Learned Helplessness from Repeated Resistance: You’ve tried to change systems, lead
differently, or set new boundaries but nothing seems to work. The stuckness in this occurs when repeated setbacks condition you to believe your efforts are futile. You withdraw, not out of
apathy, but out of discouragement (Seligman, 1975).
Lack of Psychological Safety for the Leader: Even leaders need space to say, “I don’t know”
or “I need help.” The stuckness in this occurs when the pressure to be perfect forces you into isolation and silence, creating a lonely performance instead of a connected practice (Edmondson, 1999).
Purpose Drift: Amid deadlines and metrics, it’s easy to forget why you started. The stuckness in this occurs when you lose connection to your values and vision. Without purpose, leadership becomes mechanical and meaning fades (George et al., 2007).
Evidence-Based Strategies to Get Unstuck
Getting unstuck isn’t about doing more. It’s about shifting how you relate to yourself, your work, and others. Here are five evidence-based strategies I recommend:
Normalize the Stuck: Recognize the signs without judgment. Stuckness is often a developmental signal that something within you needs to shift, not a sign of inadequacy. (Heifetz
& Linsky, 2002)
Slow Down and Reflect: If burnout is present, prioritize recovery. This includes rest,
mindfulness, improved sleep and nutrition, and possible workload realignment. Leaders who pause, think more clearly and solve problems more effectively. (Maslach & Leiter, 2016)

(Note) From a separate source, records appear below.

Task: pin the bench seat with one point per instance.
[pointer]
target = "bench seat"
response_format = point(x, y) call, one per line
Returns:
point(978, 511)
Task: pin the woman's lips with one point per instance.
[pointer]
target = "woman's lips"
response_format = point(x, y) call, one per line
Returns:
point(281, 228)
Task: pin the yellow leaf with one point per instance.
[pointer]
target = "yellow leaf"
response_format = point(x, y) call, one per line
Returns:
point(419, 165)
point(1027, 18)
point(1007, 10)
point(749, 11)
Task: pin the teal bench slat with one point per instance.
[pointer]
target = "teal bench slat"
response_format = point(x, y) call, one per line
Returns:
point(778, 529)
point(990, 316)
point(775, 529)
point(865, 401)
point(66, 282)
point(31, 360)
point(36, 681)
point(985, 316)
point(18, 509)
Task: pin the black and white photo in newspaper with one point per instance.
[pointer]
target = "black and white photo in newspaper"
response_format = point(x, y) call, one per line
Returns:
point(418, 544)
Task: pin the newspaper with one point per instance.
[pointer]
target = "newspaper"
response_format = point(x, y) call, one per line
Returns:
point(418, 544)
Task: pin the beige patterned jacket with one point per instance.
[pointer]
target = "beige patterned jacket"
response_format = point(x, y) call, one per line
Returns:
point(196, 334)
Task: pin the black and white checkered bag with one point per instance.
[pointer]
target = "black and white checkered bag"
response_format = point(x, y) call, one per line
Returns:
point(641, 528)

Reconnect to Purpose: Purpose-centered leadership boosts resilience and clarity. Reflect on
what matters to you, what impact you want to have, and what energizes you (George et al., 2007).
Build Restorative Relationships: External perspective from coaches, mentors, or trusted peers can break mental loops and help you see blind spots. Safe relationships reduce isolation and accelerate insight (Lencioni, 2002; Edmondson, 1999).
Do One Brave Thing: You don’t need to change everything overnight. One small, brave action,
a conversation, a boundary, a pause, can disrupt the helplessness loop and rebuild agency (Seligman, 1975).
Final Thought: You Don’t Need to Hustle Your Way Back to Yourself
You don’t need to force your way forward; sometimes the most powerful move is to pause, listen, and shift. Stuckness isn’t failure; it’s your leadership calling you to grow in a new direction.